Soon after, other state legislatures took similar actions
Alabama, Connecticut, Florida, Georgia, Illinois, Kentucky, Mississippi, New Mexico, Ohio, Oregon, Pennsylvania, Tennessee, and Texas followed in the footsteps of California, although with some variations in certain states.
For example, unlike California, Texas’ new NIL laws place restrictions on the types of endorsement deals a student-athlete may strike up, with prohibitions in this area including cigarette, alcohol, gambling, and other similarly vice-affiliated brands.
Currently, many other states around the country are also crafting and amending laws pertaining to NIL compensation rights for college players.
The NCAA responded to new state laws with an interim policy
Prior to these new state NIL laws, the NCAA policy was the “law of the land,” in a manner of speaking. Since they’ve come into play, however, the NCAA’s authority to establish and enforce policies around NIL and pay-to-play has been eroded.
So, in 2021, the NCAA released an interim NIL policy to be used in conjunction with the current bylaws.
At a high-level, the guidelines as a whole direct student-athletes to follow the laws established by their state. In the absence of any NIL-specific legislation, student-athletes must abide by current NCAA NIL-related bylaws to achieve and/or maintain eligibility, as well as avoid other penalties.

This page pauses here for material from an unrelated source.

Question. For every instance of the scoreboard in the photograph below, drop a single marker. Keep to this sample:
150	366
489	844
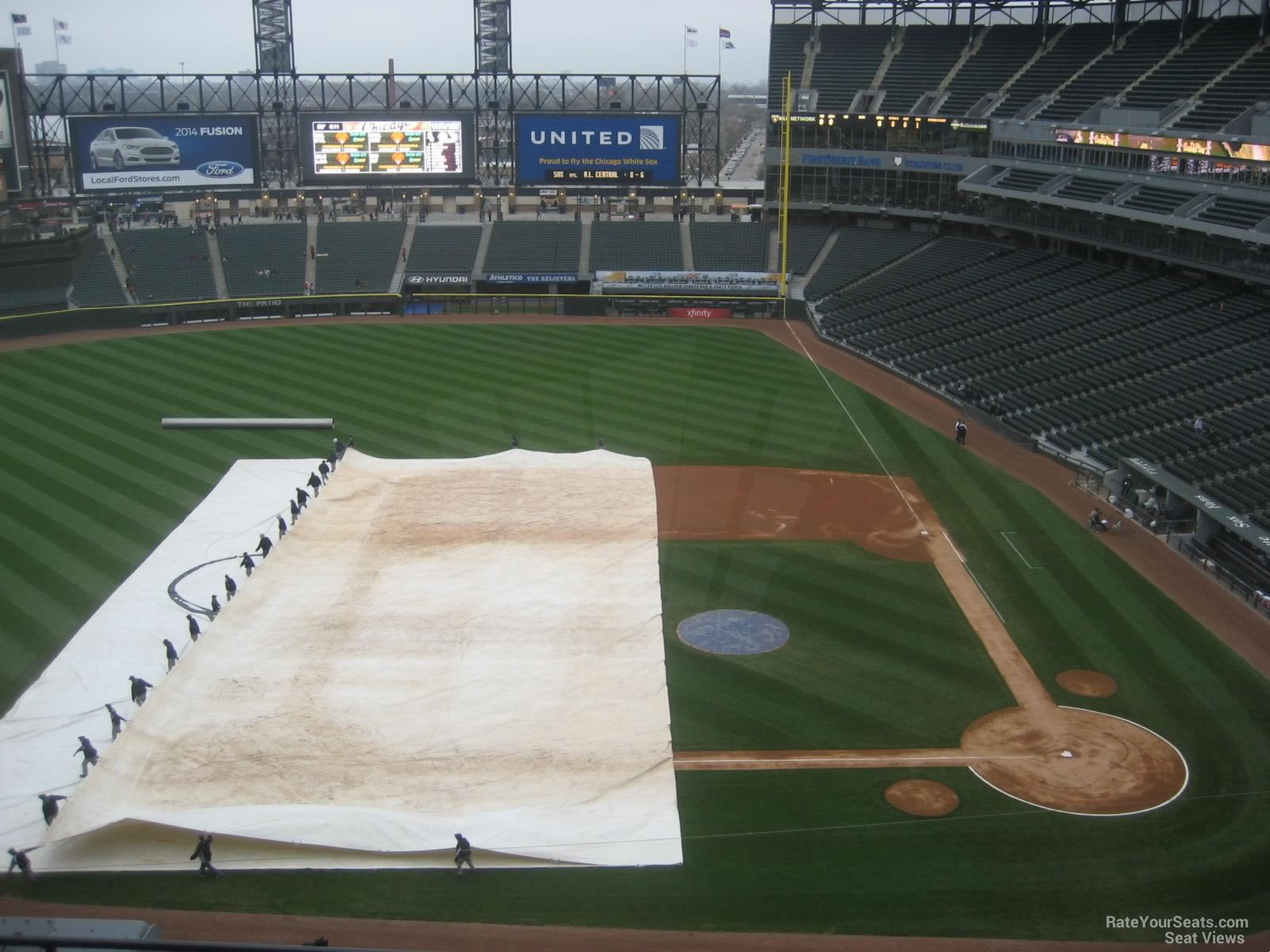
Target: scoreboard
374	149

At the time of the release of that policy, NCAA President Mark Emmert said:
“This is an important day for college athletes since they all are now able to take advantage of name, image and likeness opportunities. With the variety of state laws adopted across the country, we will continue to work with Congress to develop a solution that will provide clarity on a national level. The current environment — both legal and legislative — prevents us from providing a more permanent solution and the level of detail student-athletes deserve.”
The future of NCAA NIL rules
As evidenced by Emert’s 2021 comments, the NCAA is making no secret of the fact it intends to pursue legislative “clarity” at the national level through Congress.

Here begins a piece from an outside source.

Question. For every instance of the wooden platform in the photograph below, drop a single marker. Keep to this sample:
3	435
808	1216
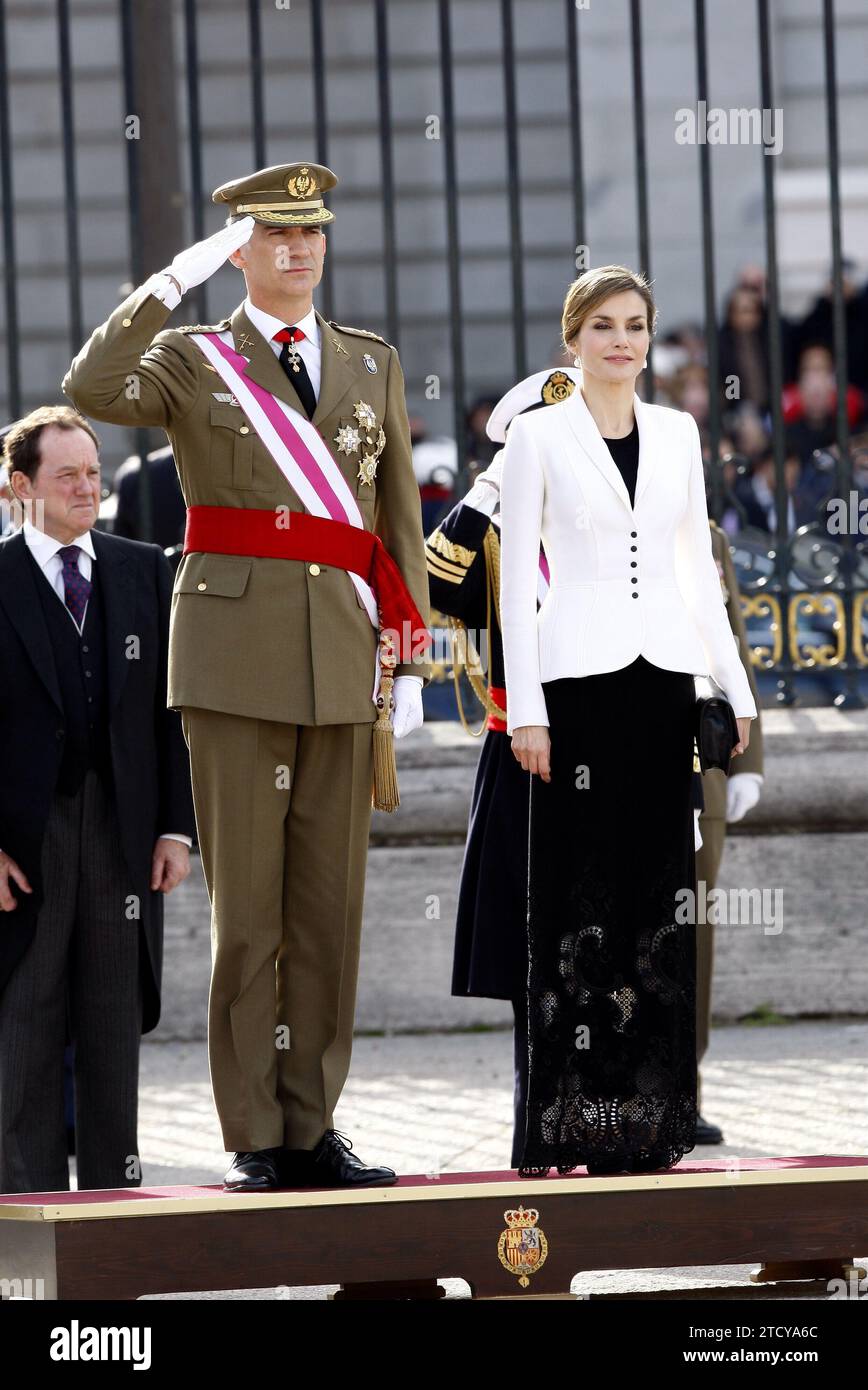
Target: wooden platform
803	1216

Additionally, a few states that made sweeping legislative changes in favor of college athletes receiving compensation for name, image, and likeness are now pursuing amendments to roll back those laws (in part or in full). For instance, the state of Alabama fully repealed its NIL law in early 2022.
Needless to say, the conversation around NIL rules and enforcement in college athletics is one very much still in motion, both at the NCAA and state legislature level.